Mohamed Abrini was the first of the 14 defendants present in the courtroom to be questioned. The man who is nicknamed the man in the hat was part of what he called “the convoy of death”, that is to say the journey of the commandos between Belgium and France the day before the attacks. . The investigators had always wondered about his involvement in the operations and about a potential renunciation on his part to participate in the attacks. He had promised to “enlighten” the court. Therefore, for the 101st hearing of the November 13 trial, Mohamed Abrini began Tuesday to explain himself on this night of terror, assuring that his co-accused Salah Abdeslam had replaced him when he himself renounced to participate in the attacks.

“I can’t go kill people like that in the street”

“You are right, Mr. President, lower the masks!” Standing in the box, white shirt, Mohamed Abrini removes the piece of fabric covering his fine black beard, seeming ready for the revelations announced seven days earlier. He “confirms” what he said then: he was “planned” in the jihadist commandos who killed 130 people in Paris and Saint-Denis on November 13, 2015, while Salah Abdeslam, the main defendant at the trial, did not was “not”. Two months before the attacks, his childhood friend Abdelhamid Abaaoud, operational manager of this mass killing, told him that he was going to “be part of a project”. “I don’t know it’s the Bataclan, it’s France”hastens to add Mohamed Abrini.

He cannot “say no” to this friend to whom he feels indebted. But very quickly, according to the account given by the 37-year-old Belgian to the court, he informed Brahim Abdeslam, future terrace killer and eldest of Salah Abdeslam, that he “(will) not do it”. “I can’t kill people like that in the street (…) attacking unarmed people”says Mohamed Abrini. “So, as there is an additional explosive vest, an additional Kalashnikov, Brahim Abdeslam turned to his brother and said to him: ‘Here you are part of the trip'”, further asserts the accused. “And Salah Abdeslam accepts like that?”the court is surprised. “You will ask him on Wednesday during his interrogation”retorts Mohamed Abrini.

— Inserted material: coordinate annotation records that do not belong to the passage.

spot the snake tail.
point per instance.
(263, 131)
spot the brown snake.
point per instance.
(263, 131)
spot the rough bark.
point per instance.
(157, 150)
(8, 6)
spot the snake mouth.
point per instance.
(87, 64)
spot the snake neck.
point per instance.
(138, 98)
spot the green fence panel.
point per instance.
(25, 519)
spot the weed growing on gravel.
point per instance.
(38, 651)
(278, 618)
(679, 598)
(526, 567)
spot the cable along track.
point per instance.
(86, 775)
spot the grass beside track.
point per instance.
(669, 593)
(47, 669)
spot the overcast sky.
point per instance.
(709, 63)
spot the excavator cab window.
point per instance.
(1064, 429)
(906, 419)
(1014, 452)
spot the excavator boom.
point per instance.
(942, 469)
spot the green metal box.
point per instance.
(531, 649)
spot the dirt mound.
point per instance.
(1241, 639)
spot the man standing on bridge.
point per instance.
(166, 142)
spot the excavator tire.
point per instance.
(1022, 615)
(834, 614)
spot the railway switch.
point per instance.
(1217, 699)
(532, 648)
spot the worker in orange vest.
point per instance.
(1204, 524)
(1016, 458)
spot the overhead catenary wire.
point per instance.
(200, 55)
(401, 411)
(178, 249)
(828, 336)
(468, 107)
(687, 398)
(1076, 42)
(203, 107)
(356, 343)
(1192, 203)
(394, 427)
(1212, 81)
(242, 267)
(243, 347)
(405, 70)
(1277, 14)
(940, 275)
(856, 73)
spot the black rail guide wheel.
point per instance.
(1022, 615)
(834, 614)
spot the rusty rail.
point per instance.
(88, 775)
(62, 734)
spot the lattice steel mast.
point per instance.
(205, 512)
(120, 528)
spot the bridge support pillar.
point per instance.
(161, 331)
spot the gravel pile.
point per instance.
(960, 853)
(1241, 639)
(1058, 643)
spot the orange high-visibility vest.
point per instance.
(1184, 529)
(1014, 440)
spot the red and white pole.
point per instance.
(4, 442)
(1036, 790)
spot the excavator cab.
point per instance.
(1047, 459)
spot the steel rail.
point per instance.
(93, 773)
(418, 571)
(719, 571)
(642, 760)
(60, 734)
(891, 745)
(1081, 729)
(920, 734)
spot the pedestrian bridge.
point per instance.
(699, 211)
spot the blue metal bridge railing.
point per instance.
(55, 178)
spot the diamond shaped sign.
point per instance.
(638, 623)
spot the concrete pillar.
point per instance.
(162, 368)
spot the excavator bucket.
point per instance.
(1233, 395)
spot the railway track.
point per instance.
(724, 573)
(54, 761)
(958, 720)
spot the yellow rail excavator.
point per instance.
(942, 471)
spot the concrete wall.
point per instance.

President Jean-Louis Périès however finds it “a bit curious” that Mohamed Abrini, while having renounced the attacks, is taking part in the final preparations by accompanying the Abdeslam brothers to rent hideouts and cars. Why accompany the commandos in what he himself described as a “death convoy”, which left Brussels on November 12, 2015 for the Paris region? Mohamed Abrini had returned the same night, by taxi as there was no more train.

“Lost”

“I would like to give you so many answers, Mr. President. Me at that time, I am lost”answers Mohamed Abrini, passing a hand on his forehead. “Why am I doing this? I don’t know”. He then repeats what he said during the investigation. In the convoy, he had several childhood friends and acquaintances from his neighborhood of Molenbeek, Brussels: “I knew they were going to go until the end (…) In my head, I know that I spend my last moments with them”.

Four months after November 13, Mohamed Abrini abandoned a trolley of explosives at Brussels airport and fled, becoming “the man in the hat” of the attacks in the Belgian capital. His interrogation continued in the afternoon. Wednesday and Thursday, it will be the turn of his childhood friend Salah Abdeslam to explain this evening.

During his first interrogation on the merits of the case, in February, the “tenth man” of the commandos suggested that he had given up killing on November 13. “When you’re in prison, in solitary confinement and constantly watched, you say to yourself ‘I should have started this thing, did I do the right thing to back up or I should have gone as far as ‘at the end?'”, had dropped the 32-year-old Frenchman. He then said to reserve his explanations for “later”.

In March 2016, after four months on the run and his arrest in Belgium, he had already claimed to have “given up” to activate his explosive belt. Before remaining silent for the next five years, until the trial.